The final day of the training, participants toured the Culinary Garden and Children’s Vegetable Garden at the San Antonio Botanical Garden.
“We’ve been partnering with the botanical garden on the Children’s Vegetable Garden for about 13 years and now we consider it one of the nation’s flagship children’s vegetable gardens,” Rodriguez said. “It’s also one of the oldest children’s gardens in the U.S. and has been in operation for about 35 years.”
He said the Children’s Vegetable program has two 16-week programs – one in the spring and one in the fall – in which area youth learn to plant, tend and harvest their own vegetables and learn about nature and gardening through Master Gardener instructors using the agency’s Junior Master Gardener curriculum.
Henry Brune, a five-year Bexar County Master Gardener who attended the training, is one of the local Master Gardeners involved in the Children’s Vegetable Garden.
“I help with maintaining the garden and even do some cooking for the community event we hold here for the children and their friends and family,” Brune said. “My goal is to take what I’ve learned in this training and help make gardening a success for everyone.”
Michelle Hobbs, of Boerne, another training participant who volunteers at the Children’s Vegetable Garden, said she too was interested in applying the training she received to benefit young people.

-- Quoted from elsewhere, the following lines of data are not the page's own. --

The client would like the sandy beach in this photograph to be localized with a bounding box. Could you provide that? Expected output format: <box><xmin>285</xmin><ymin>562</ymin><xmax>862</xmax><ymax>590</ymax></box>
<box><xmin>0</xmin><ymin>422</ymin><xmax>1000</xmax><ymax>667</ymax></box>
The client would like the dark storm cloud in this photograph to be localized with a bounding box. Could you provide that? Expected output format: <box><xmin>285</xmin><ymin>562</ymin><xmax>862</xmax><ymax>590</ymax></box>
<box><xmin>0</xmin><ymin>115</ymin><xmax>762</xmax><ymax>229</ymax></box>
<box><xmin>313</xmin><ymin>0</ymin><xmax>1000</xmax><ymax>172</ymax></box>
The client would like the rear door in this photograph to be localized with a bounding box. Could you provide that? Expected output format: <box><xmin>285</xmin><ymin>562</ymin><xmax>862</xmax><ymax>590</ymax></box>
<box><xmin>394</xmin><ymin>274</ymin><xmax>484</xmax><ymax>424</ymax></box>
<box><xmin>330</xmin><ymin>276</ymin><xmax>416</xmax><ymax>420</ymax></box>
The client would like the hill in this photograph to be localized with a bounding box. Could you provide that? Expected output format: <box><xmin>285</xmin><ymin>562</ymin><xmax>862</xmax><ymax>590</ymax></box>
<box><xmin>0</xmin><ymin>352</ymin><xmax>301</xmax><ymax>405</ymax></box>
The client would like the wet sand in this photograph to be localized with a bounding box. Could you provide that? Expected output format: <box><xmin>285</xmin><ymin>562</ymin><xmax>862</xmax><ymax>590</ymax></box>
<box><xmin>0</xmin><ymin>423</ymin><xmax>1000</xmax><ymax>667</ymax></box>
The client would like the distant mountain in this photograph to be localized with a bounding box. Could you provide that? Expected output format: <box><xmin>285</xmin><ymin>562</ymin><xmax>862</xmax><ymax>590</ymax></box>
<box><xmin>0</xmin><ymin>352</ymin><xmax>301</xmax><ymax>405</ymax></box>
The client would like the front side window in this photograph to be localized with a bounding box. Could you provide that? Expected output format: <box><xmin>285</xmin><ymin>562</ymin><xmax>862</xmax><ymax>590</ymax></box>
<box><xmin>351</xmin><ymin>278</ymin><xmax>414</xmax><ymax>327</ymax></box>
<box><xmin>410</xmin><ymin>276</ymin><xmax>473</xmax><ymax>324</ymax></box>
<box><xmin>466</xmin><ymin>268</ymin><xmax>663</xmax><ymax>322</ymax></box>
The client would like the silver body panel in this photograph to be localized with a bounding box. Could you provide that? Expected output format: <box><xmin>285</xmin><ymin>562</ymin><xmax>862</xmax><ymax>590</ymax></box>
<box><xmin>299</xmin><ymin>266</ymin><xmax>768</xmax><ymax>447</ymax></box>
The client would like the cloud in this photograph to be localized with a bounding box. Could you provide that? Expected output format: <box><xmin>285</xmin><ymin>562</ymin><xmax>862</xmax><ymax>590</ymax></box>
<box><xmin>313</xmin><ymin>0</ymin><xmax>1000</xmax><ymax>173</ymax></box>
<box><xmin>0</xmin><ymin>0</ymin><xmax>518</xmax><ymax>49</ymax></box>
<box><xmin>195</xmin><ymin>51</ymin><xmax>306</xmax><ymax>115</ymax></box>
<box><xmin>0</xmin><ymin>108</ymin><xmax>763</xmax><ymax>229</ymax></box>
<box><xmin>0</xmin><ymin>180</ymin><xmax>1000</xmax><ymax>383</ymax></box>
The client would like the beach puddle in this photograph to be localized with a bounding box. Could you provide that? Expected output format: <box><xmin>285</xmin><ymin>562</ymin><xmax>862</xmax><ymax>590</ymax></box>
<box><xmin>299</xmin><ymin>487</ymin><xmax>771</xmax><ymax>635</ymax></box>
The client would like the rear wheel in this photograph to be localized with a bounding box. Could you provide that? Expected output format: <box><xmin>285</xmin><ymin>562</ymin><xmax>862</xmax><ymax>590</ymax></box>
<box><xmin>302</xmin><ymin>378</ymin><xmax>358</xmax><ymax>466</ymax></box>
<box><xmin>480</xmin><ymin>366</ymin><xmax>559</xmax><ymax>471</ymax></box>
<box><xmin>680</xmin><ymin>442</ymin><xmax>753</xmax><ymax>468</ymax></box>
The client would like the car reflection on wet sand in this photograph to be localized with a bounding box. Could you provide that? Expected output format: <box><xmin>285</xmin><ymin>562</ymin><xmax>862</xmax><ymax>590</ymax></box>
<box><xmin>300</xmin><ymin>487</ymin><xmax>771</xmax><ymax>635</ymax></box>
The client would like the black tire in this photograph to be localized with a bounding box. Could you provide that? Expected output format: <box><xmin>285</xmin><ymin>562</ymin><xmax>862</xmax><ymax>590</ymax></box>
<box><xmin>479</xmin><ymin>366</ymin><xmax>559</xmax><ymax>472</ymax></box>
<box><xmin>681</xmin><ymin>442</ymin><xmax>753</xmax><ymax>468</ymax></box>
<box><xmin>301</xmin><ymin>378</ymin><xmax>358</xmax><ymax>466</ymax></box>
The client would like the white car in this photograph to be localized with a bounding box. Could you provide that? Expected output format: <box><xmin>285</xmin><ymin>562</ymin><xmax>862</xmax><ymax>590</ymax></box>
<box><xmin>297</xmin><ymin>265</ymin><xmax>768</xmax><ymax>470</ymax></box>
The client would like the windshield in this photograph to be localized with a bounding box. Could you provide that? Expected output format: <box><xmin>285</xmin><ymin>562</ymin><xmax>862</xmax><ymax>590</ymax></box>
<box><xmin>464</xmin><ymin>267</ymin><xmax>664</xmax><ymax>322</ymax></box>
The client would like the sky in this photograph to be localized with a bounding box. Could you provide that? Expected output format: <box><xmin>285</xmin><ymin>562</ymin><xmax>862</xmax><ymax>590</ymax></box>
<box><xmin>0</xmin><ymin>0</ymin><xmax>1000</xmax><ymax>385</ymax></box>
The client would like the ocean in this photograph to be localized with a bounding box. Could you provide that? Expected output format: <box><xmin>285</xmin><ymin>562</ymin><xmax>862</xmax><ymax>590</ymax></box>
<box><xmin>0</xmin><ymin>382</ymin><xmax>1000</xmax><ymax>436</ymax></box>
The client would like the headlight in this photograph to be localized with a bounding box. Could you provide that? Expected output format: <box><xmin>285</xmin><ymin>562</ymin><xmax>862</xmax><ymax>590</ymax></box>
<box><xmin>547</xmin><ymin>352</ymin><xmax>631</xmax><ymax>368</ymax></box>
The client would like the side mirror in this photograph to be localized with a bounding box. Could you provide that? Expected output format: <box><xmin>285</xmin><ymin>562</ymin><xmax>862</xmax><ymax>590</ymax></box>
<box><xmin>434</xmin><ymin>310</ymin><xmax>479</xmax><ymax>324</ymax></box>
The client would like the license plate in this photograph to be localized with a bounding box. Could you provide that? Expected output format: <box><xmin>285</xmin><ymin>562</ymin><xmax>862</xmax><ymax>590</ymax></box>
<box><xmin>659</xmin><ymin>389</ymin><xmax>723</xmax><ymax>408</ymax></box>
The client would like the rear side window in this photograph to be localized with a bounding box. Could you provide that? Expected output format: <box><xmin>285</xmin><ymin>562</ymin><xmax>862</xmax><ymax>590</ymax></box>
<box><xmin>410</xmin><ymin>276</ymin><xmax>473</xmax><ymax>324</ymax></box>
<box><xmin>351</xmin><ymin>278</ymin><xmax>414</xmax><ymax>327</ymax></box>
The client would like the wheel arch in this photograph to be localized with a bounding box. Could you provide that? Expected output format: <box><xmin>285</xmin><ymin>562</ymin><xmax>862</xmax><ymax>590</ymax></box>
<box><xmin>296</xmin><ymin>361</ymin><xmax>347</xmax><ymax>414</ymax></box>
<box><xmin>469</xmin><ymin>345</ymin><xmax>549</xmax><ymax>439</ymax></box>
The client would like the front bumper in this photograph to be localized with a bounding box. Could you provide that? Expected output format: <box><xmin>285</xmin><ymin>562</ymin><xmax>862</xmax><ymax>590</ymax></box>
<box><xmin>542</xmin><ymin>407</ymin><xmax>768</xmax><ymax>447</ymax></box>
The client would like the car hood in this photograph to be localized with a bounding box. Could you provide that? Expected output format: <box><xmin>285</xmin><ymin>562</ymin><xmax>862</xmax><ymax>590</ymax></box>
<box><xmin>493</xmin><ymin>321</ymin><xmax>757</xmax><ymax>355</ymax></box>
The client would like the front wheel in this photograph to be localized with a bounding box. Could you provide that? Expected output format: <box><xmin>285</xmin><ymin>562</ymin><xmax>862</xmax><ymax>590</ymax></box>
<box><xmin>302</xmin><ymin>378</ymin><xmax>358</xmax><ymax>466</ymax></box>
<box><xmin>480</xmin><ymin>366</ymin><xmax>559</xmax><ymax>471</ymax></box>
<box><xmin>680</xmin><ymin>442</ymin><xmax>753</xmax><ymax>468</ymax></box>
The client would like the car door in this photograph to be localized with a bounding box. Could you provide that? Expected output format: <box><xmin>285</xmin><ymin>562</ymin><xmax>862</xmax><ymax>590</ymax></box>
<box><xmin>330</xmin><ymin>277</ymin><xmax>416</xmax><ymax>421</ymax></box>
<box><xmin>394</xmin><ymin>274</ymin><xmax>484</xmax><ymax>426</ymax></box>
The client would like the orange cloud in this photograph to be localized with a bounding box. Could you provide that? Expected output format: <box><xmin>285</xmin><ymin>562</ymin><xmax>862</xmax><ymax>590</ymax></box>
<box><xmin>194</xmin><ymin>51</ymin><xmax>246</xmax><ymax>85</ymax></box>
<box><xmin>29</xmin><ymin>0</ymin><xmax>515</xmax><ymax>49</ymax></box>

Hobbs, who has been a Bexar County Master Garden for less than a year, is also a Texas Master Naturalist.
“It feels good to work with kids and to see them get excited about growing their own vegetables,” Hobbs said. “I also like to share the nutritional and health aspects of vegetables and how young people can benefit from being outdoors and enjoying nature. Plus, they learn life skills that can benefit them, such as patience, persistence, focusing their attention and taking personal responsibility.”
At the end of the training participants received a certificate of participation and a variety of cold-weather crop transplants to take back to their respective counties.
“I hope everyone got a lot out of the training, and I know everyone who attended will share what they learned and will spread that knowledge and the joy of vegetable gardening to others in their counties,” Rodriguez said.